Now our customer asked to justify this value and I am not sure how to calculate the value of bulk capacitors for such application (If I would use a LDO on board then simply I would refer the data sheet which suggest some values, but fortunatly this is not the case). My application is drawing a DC current from supply.
I would appreciate if any one can help me regarding this.

Thanks
Umesh.
 

Dear colleague;
I think it is a little bit related to your load current. If it is changing time to time, then your supply voltage might has some ripple on it, so you need bulk caps.
In your case (you said) it is DC current, in that case it shouldn't be matter 10uf or 100uf. It would be enough to filter some undesired enviromental noise.
But keep in mind that only a resistive passive load can consume DC current.
Generally all other sinks have some ripple in current.
By the way your power cct is Linear or switching type?
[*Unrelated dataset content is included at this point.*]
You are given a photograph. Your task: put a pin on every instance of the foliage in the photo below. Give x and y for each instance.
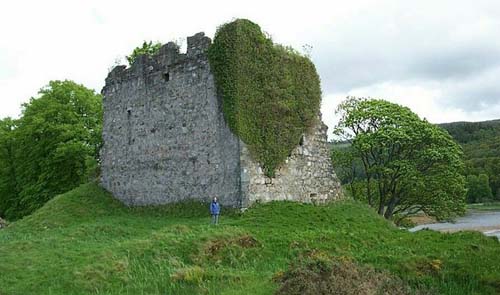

hopefully give any idea...
 

Actually my load is not DC but I am placing bulk capacitor close in ICs which are drawing switching load, so I actual current drawn from VCC supply line is DC.
 

" so I actual current drawn from VCC supply line is DC." I think you mean "mainly DC", unless you have an infinite capacitor any change of current through it produces a change of voltage across it. What you are trying to do is to make the change of voltage on your Vcc line small enough to be ignored. For some TTL logic one volt of noise can be ignored, for a microvolt instrumentation amplifier one millivolts may be too much. Also what you are trying to do is to reduce the PSU's impedance due to the leads to your circuit. Any piece of wire will look like an inductance, so relying on the PSU's decoupling capacitors may result in a significant impedance to any AC current component, hence you are trying to contain these within your circuit by your decoupling capacitor.